Di sekuel pertama ini, ayah Rangga menjadi simbol perlawanan terhadap orde baru yang anti komunis. Menarik sekali bukan?
Dalam sekuel AADC2 tersebut, Riri dan Mira nampaknya terus menunjukkan konsistensi ‘seolah-olah’ menyembunyikan pesan-pesan, baik disengaja maupun tidak, tentang kelam di antara romantisme.
Yakni dengan pertunjukan wayang golek dari Papermoon Puppet Theater karya Ria dan Iwan Effendi bertajuk Secangkir kopi dari Playa.
Tadi pagi saya telepon Ria, Sabtu 30 April dan menanyakan ide kemunculan Papermoon dari mana? Dari Riri atau dari Mira?
Saya pribadi adalah penggemar berat Papermoon Puppet sejak saya melihatnya di Salihara tahun lalu. Pertunjukan Papermoon yang saya tonton kali ini di AADC membuat saya penasaran secara pribadi.
Sekilas adegan film AADC2 hanya terlihat saat Rangga mengajak Cinta menonton pertunjukannya. Mata Cinta menatap tajam ke arah kedua boneka itu. Termenung.
Cerita Secangkir kopi dari Playa Memang mirip dengan kisah Cinta dan Rangga. “Konsepnya adalah kekasih yang telah lama hilang,” kata Ria kepadaku.
Cinta dan Rangga berpisah selama 9 tahun tanpa penjelasan dan tanpa penyelesaian. Bedanya dengan dua angka di Secangkir kopi dari Playa Adalah Widodo Suwardjo, pemuda kelahiran 2 September 1940 dan pacarnya, putri sulung seorang direktur perusahaan negara.
Konon setelah menyelesaikan studinya di Fakultas Teknik Universitas Gadjah Mada, Widodo mendapat kehormatan untuk melanjutkan studi jauh di Moskow, Rusia pada tahun 1959.
Sebelum berangkat, ia telah bertunangan dan bahkan berencana menikah setelah menyelesaikan studinya. Bertahun-tahun berlalu, surat cinta di antara mereka akhirnya terputus oleh peristiwa 30 September 1965.
Saat kuliah di Moskow, kewarganegaraannya tiba-tiba dicabut oleh pemerintah Orde Baru karena dianggap pro-Sukarno dan belajar di negara komunis.
Dia tidak bisa pulang, dia tidak bisa tiba-tiba menghubungi keluarga dan pacarnya. Tanpa alasan yang dia mengerti
Lebih dari 40 tahun berlalu, dan mahasiswa tersebut menyelesaikan studi doktoralnya dan menjadi ahli metalurgi di Kuba.

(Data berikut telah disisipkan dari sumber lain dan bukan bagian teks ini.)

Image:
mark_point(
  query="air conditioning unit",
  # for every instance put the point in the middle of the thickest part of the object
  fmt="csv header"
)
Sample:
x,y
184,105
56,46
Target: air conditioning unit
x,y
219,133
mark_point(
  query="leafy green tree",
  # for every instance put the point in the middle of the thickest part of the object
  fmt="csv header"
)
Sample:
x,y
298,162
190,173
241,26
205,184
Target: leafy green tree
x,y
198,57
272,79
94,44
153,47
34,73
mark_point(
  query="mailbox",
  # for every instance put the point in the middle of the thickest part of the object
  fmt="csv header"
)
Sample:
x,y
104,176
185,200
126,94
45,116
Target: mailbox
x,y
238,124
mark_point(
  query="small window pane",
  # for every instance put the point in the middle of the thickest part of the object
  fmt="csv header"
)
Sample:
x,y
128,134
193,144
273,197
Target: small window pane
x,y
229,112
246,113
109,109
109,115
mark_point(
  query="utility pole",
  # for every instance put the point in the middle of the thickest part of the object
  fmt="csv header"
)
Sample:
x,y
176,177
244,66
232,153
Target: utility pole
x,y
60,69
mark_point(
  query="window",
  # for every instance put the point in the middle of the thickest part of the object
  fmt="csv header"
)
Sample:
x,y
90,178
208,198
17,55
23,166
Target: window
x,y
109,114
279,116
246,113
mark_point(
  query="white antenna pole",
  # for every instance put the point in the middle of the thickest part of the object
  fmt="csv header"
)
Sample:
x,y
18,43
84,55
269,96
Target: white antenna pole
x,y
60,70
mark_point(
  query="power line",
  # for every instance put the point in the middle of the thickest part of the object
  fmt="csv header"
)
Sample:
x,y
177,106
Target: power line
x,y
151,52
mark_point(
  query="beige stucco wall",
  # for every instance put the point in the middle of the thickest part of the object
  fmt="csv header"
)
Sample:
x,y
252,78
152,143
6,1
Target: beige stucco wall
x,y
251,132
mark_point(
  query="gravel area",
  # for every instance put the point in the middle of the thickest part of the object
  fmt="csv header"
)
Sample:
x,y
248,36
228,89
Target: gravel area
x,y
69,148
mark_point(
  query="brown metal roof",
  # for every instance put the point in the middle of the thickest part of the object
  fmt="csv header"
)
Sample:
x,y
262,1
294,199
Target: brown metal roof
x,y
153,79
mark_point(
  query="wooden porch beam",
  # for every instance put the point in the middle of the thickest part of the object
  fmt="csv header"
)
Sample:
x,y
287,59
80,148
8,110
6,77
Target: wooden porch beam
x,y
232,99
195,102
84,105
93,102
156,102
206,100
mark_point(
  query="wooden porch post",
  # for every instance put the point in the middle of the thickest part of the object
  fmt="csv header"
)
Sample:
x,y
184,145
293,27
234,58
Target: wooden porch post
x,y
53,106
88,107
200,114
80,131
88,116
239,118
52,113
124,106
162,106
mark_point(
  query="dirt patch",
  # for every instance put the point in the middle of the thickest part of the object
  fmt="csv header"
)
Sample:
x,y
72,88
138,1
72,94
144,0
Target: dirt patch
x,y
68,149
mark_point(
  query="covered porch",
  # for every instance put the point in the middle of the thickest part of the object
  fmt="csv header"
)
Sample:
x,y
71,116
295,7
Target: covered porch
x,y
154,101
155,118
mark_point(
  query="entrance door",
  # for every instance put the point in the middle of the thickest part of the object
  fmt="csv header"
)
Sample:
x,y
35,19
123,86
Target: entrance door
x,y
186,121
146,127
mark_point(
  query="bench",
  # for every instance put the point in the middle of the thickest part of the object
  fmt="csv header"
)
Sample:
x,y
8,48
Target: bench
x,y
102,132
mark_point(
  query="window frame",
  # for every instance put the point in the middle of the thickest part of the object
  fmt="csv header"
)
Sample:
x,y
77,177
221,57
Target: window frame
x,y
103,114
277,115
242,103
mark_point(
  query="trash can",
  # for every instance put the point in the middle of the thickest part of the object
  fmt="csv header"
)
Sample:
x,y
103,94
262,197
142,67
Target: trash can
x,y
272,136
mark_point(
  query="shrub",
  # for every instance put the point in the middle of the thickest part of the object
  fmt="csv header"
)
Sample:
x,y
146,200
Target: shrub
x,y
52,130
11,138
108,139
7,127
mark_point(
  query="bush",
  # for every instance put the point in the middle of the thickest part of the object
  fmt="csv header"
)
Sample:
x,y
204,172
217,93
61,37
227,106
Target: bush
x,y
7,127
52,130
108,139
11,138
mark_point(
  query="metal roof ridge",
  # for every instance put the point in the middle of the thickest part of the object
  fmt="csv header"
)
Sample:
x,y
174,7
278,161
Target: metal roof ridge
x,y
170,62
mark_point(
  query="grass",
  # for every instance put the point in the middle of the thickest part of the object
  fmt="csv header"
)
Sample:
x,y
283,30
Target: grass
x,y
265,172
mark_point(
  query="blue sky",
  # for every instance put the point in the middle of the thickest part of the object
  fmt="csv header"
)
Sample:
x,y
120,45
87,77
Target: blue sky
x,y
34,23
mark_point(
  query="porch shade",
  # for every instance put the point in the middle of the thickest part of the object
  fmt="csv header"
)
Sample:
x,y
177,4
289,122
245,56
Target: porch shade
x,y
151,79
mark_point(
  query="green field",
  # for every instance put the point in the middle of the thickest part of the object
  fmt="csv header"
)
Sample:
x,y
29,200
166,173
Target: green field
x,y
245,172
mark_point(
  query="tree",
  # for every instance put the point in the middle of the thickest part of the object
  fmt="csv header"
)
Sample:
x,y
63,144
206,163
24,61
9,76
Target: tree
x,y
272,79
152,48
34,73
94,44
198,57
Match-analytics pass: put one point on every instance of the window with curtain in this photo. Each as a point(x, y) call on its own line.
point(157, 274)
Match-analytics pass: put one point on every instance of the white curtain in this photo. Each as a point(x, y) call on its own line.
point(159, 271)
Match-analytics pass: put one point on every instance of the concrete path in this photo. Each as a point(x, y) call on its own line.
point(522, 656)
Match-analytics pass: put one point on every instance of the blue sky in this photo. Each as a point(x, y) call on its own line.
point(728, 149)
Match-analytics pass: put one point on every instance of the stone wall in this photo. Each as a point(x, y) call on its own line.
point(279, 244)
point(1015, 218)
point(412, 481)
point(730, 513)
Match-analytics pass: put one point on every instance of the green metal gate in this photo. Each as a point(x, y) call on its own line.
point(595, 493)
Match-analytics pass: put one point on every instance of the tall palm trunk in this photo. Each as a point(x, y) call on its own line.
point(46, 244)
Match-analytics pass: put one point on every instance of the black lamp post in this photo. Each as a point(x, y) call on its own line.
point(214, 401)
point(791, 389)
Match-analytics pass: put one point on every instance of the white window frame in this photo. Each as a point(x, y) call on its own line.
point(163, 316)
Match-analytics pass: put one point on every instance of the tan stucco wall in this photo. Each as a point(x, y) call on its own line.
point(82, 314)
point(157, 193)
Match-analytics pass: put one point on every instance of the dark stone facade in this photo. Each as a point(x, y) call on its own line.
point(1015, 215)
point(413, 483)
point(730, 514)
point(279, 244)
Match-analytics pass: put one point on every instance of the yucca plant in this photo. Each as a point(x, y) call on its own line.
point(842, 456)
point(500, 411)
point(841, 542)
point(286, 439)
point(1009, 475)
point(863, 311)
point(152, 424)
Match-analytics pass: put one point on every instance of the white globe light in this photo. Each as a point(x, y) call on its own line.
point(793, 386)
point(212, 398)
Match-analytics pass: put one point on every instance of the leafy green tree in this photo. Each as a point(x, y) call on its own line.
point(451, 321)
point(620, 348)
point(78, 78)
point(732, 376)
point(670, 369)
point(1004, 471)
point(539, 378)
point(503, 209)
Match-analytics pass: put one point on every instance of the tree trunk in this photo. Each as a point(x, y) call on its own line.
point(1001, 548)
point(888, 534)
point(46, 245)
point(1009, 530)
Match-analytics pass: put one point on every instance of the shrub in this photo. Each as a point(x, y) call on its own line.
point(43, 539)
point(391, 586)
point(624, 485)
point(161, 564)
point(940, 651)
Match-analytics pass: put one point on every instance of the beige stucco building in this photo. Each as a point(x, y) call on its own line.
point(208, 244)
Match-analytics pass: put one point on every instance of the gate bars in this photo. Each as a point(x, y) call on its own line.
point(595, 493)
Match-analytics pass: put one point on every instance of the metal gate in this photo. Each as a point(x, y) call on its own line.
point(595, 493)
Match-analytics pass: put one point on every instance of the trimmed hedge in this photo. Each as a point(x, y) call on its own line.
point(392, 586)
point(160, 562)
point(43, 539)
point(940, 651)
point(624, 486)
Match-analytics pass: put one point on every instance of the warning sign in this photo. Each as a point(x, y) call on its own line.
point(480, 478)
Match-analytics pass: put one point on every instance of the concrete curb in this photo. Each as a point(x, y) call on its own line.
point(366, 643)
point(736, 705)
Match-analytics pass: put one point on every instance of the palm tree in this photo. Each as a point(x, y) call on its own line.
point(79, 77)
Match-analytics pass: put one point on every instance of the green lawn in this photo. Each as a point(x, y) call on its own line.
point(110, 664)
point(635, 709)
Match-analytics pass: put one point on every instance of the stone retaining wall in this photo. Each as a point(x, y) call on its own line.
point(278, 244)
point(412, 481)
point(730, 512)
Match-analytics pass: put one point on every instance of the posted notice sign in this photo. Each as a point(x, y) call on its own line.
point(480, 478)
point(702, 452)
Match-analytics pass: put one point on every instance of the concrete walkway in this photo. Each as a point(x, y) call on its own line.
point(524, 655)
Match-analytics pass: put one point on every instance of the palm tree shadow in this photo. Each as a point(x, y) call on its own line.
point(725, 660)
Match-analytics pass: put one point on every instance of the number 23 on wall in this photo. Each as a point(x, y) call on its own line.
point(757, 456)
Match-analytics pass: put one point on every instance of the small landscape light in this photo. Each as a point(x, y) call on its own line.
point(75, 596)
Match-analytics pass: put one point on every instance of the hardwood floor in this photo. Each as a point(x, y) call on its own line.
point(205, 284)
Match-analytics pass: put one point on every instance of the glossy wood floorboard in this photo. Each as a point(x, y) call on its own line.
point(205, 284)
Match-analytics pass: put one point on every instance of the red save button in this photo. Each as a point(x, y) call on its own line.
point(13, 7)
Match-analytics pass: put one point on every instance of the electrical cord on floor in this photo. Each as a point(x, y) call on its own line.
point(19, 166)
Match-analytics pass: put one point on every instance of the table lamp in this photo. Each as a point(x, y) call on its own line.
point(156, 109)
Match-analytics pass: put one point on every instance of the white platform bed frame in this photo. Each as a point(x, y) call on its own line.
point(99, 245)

Empat puluh tahun telah berlalu, dan dia masih memilih untuk tidak menikah, untuk memenuhi janjinya kepada kekasihnya di suatu tempat.
Pada masa pemerintahan Gus DurAhli metalurgi tersebut kemudian mendapat visa untuk kembali ke tanah air bertemu keluarganya.

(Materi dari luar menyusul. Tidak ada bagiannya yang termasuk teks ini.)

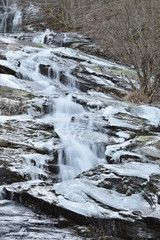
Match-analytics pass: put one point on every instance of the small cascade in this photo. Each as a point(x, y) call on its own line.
point(75, 156)
point(11, 17)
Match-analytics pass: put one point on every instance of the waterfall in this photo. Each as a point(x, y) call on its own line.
point(76, 156)
point(10, 17)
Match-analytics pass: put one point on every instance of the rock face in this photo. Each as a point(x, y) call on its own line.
point(71, 146)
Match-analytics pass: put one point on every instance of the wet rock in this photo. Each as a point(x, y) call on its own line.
point(47, 71)
point(7, 70)
point(10, 107)
point(8, 177)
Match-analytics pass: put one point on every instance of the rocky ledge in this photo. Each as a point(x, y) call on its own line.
point(117, 193)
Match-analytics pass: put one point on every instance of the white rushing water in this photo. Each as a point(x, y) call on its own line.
point(75, 156)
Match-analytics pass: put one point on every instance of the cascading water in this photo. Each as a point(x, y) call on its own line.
point(10, 17)
point(75, 157)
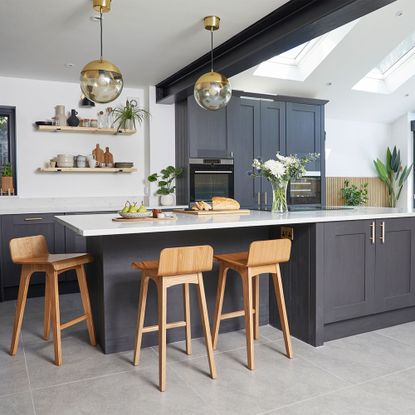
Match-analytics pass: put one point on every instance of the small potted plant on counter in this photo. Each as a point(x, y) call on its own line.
point(354, 195)
point(165, 181)
point(127, 117)
point(7, 185)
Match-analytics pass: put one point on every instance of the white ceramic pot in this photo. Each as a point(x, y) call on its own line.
point(167, 200)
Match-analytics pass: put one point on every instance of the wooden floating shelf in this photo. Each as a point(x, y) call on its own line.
point(86, 170)
point(85, 130)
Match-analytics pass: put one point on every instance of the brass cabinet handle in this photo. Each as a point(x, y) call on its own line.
point(382, 232)
point(373, 232)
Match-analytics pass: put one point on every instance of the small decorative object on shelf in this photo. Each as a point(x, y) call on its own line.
point(353, 195)
point(127, 116)
point(164, 181)
point(73, 120)
point(108, 158)
point(98, 154)
point(279, 172)
point(7, 186)
point(393, 174)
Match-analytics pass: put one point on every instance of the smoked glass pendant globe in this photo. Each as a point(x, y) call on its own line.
point(212, 91)
point(101, 81)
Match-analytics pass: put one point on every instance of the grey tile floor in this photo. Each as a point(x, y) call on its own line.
point(372, 373)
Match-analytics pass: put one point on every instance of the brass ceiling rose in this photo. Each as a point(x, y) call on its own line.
point(212, 90)
point(101, 80)
point(102, 5)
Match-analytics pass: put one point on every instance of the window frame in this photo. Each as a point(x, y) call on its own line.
point(10, 112)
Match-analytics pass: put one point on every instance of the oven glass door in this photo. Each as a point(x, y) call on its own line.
point(208, 183)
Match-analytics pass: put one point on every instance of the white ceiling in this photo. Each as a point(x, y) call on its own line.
point(148, 40)
point(372, 38)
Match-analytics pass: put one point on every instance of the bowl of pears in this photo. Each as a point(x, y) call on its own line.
point(132, 211)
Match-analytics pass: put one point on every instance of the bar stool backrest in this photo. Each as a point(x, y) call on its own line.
point(269, 252)
point(185, 260)
point(28, 247)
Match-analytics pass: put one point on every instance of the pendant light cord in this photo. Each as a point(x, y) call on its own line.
point(211, 50)
point(100, 25)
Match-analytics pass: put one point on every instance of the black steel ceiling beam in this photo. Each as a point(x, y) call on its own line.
point(292, 24)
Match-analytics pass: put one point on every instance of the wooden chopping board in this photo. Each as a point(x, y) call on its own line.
point(145, 219)
point(214, 212)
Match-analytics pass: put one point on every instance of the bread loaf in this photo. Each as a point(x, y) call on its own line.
point(224, 203)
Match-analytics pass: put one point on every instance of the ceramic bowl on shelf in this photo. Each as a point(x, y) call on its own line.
point(135, 215)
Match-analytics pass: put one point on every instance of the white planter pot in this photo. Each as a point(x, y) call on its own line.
point(167, 200)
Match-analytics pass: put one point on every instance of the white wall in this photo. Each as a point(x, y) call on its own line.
point(35, 100)
point(351, 147)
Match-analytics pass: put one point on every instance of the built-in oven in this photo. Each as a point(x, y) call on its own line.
point(305, 191)
point(211, 177)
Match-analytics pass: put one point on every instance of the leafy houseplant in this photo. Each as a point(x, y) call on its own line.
point(7, 178)
point(279, 172)
point(353, 195)
point(127, 116)
point(165, 184)
point(393, 174)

Hampir setiap sore, ahli metalurgi ini menaiki bus dengan rute yang sama dengan yang ia dan pacarnya naiki di tahun 60an. Dengan harapan dia akan bertemu tunangannya dari masa lalu di dalam bus!
Kisah sepasang kekasih yang hilang, terpisah oleh jarak dan waktu akibat rumitnya kondisi politik saat itu, membuat kisah ini menyentuh hati banyak orang yang menontonnya, termasuk Cinta, saya, dan kalian yang menonton AADC2.

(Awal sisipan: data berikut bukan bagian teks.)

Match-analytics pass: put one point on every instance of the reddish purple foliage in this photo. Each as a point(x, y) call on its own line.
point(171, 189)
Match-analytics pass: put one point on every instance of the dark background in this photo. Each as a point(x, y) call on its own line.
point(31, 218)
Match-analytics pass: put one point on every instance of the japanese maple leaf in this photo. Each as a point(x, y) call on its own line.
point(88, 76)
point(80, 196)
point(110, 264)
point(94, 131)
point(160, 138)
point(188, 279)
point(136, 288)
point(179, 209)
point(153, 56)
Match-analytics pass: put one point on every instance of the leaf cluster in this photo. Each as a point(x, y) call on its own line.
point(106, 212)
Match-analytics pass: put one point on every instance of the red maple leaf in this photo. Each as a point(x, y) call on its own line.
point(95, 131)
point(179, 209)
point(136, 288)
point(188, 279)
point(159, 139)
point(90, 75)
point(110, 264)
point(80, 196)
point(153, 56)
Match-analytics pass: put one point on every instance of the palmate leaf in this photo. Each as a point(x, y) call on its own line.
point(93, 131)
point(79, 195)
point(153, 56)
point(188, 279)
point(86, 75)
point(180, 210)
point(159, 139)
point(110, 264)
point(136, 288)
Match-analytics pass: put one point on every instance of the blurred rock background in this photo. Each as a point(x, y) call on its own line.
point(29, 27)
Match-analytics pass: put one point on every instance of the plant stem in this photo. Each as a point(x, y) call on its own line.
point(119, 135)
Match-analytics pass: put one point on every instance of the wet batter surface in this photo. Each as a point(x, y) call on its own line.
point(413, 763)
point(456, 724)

Hal inilah yang menurut saya patut dibanggakan dari kedua sineas yang mengangkat isu-isu tabu dan kritis, meski dibalut dengan kisah romansa drama remaja. Apalagi tema tragedi 1965 sepertinya masih kurang populer di kalangan anak muda.
Saya yakin film ini tidak hanya akan menggairahkan perfilman nasional tetapi juga membantu memberikan petunjuk kepada generasi muda tentang sejarah bangsa yang mungkin jarang dibicarakan dalam kehidupan sehari-hari.
Bagi kalian yang belum menonton, saya sarankan tidak hanya menunggu adegan saat Rangga menyatakan perasaannya pada Cinta saja, tapi juga detail tersembunyi yang ada di film ini. Seperti pertunjukan Teater Boneka Papermoon kali ini. Selamat menonton! —Rappler.com
Febriana Firdaus adalah jurnalis Rappler Indonesia. Ia fokus membahas isu korupsi, HAM, LGBT, dan pekerja migran. Selain menjadi jurnalis, ia juga merupakan produser Podcast di @Ingat65. Febro, sapaan akrabnya, bisa disebutkan @febrofirdaus.